# EDA

In [1]:
%cd ..

C:\Users\Caitlin\Documents\Brett_TTT_projects\predicting_next_hour_taxis


  self.shell.db['dhist'] = compress_dhist(dhist)[-100:]


In [2]:
# Standard library imports
import gc

# Third-party imports
import matplotlib.pyplot as plt
import numpy as np
import pandas as pd

# Third-party imports - pmdarima
from pmdarima import auto_arima

# Third-party imports - statsmodels
from statsmodels.graphics.tsaplots import plot_acf, plot_pacf
from statsmodels.tsa.seasonal import seasonal_decompose
from statsmodels.tsa.stattools import adfuller

# Local application imports
import src.pre_processing as pre

ModuleNotFoundError: No module named 'matplotlib'

In [None]:
taxi_orders_df = pd.read_csv('taxi.csv', index_col=[0], parse_dates=[0])

In [None]:
hourly_orders = taxi_orders_df = pd.read_csv('taxi.csv', index_col=[0], parse_dates=[0])
hourly_orders.info()

In [None]:
del taxi_orders_df
del pre.taxi_orders_df

In [None]:
hourly_orders.isna().sum()

In [None]:
hourly_orders.plot()

In [None]:
result = adfuller(hourly_orders)
print(f"ADF Statistic: {result[0]}")
print(f"p-value: {result[1]}")

A p-value of .03 means that we can reject the null hypothesis that our data has a unit root (and therefore lacks stationarity). This means that no differencing is required. 

In [None]:
decomposition = seasonal_decompose(hourly_orders, model='additive', period=24)
fig = decomposition.plot()

Okay, our data exhibits a mild trend toward increased taxi use which likely results from increasingly nice weather. The the smymetrical data with regular fluctions between periods suggests seasonality as well. Let's get a closer look to confirm. 

In [None]:
one_week = hourly_orders['2018-03-01': '2018-03-14']
one_week.plot(title='Two weeks of Orders')

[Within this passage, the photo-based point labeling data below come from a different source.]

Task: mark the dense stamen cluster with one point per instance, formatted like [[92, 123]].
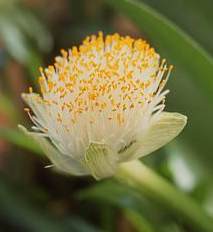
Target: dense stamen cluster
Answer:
[[99, 100], [111, 76]]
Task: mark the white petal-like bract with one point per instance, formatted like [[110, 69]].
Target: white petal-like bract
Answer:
[[102, 104]]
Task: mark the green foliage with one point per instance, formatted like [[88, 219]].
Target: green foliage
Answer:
[[181, 32]]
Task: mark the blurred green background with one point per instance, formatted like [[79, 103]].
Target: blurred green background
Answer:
[[32, 32]]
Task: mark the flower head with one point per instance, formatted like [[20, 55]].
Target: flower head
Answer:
[[102, 104]]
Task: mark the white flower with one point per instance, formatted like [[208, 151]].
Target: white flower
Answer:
[[102, 104]]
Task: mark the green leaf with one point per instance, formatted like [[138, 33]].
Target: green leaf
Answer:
[[118, 195], [171, 41], [20, 210]]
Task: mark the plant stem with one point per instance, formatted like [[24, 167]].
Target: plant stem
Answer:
[[143, 179]]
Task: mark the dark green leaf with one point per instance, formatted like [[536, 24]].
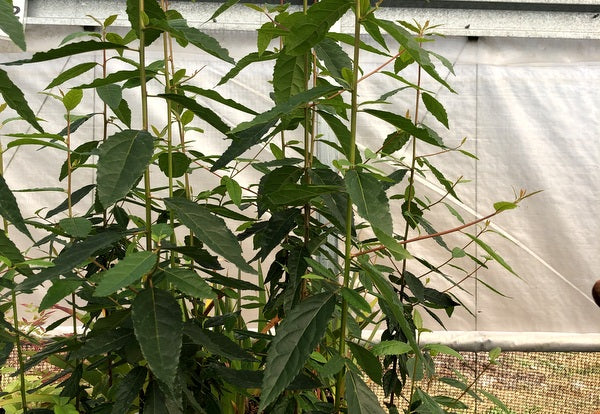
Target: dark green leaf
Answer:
[[369, 197], [359, 397], [210, 229], [11, 25], [158, 327], [289, 77], [58, 291], [216, 343], [314, 25], [127, 271], [15, 99], [435, 108], [71, 257], [128, 389], [296, 338], [369, 363], [245, 61], [108, 340], [122, 159], [67, 50], [76, 197], [76, 226], [190, 283], [333, 56], [9, 209]]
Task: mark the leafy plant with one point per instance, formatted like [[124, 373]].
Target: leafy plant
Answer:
[[158, 286]]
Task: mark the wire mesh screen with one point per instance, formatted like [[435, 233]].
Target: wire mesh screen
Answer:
[[526, 382]]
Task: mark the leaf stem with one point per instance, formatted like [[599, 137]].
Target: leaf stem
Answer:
[[339, 389]]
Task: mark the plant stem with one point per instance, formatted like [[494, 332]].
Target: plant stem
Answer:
[[144, 108], [339, 389]]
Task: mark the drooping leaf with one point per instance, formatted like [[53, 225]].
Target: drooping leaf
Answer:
[[152, 10], [369, 363], [126, 272], [435, 108], [108, 340], [314, 25], [391, 348], [76, 226], [296, 338], [67, 50], [9, 209], [289, 76], [58, 291], [71, 257], [179, 29], [11, 25], [245, 61], [359, 397], [189, 282], [333, 56], [216, 343], [122, 159], [368, 196], [210, 229], [129, 389], [15, 99], [76, 197], [158, 327]]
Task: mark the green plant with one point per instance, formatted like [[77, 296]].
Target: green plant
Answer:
[[154, 270]]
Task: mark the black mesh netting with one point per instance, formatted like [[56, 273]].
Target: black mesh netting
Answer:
[[527, 382]]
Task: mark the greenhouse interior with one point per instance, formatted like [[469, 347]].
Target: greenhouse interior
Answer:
[[334, 206]]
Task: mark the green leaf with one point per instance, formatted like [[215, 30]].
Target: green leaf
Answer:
[[314, 25], [9, 209], [442, 349], [122, 159], [210, 229], [76, 254], [296, 338], [15, 99], [129, 389], [222, 8], [127, 271], [72, 99], [359, 397], [413, 48], [355, 300], [179, 29], [391, 348], [435, 108], [11, 25], [189, 282], [76, 226], [492, 253], [158, 327], [233, 189], [67, 50], [393, 303], [216, 343], [245, 61], [108, 340], [333, 56], [58, 291], [288, 77], [406, 124], [504, 205], [370, 199], [369, 363]]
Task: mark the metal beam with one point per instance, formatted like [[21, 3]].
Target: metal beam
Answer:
[[574, 19]]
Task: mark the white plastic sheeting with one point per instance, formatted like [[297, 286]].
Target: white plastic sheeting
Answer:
[[530, 111]]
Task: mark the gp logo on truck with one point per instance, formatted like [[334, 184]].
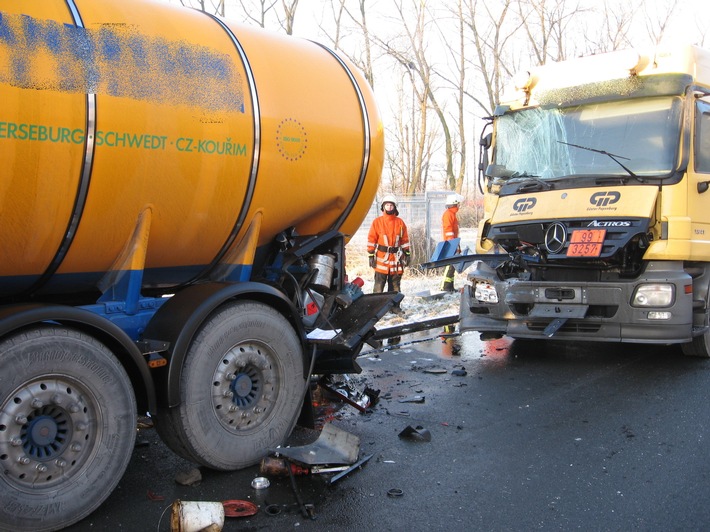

As we suspected from our plot of the full data set, the above plot confirms that our data exhibits daily seasonality. It also suggests there may be some mild weekly seasonality (see for example 02-05 and 09-12). Therefore, we will add some lag features to pick up on these patterns. 

In [None]:
del hourly_orders 
del pre.hourly_orders
del pre.train_hour
del pre.test_hour
del pre.train_12_hours
del pre.test_12_hours
del pre.train_day
del pre.test_day
del pre.train_3_days
del pre.test_3_days
del pre.train_week
del pre.test_week

Our first plot of the data showed daily seasonality, and since the unit of time we are interested in predicting value for is hours we will define one season as being 24 hours. 

In [None]:

def pacf_acf(s: int, target_train: pd.Series, forecast_length: str) -> None:

    # Plot PACF for up to 7 seasonal cycles (7 * s lags)
    max_lag = 31 * s

    fig, ax = plt.subplots(2, 1, figsize=(12,8))

    # PACF plot
    plot_pacf(pre.y_train_hour, lags=max_lag, ax=ax[0])
    ax[0].set_title(f'{forecast_length} Forecast Partial Autocorrelation Function (PACF)')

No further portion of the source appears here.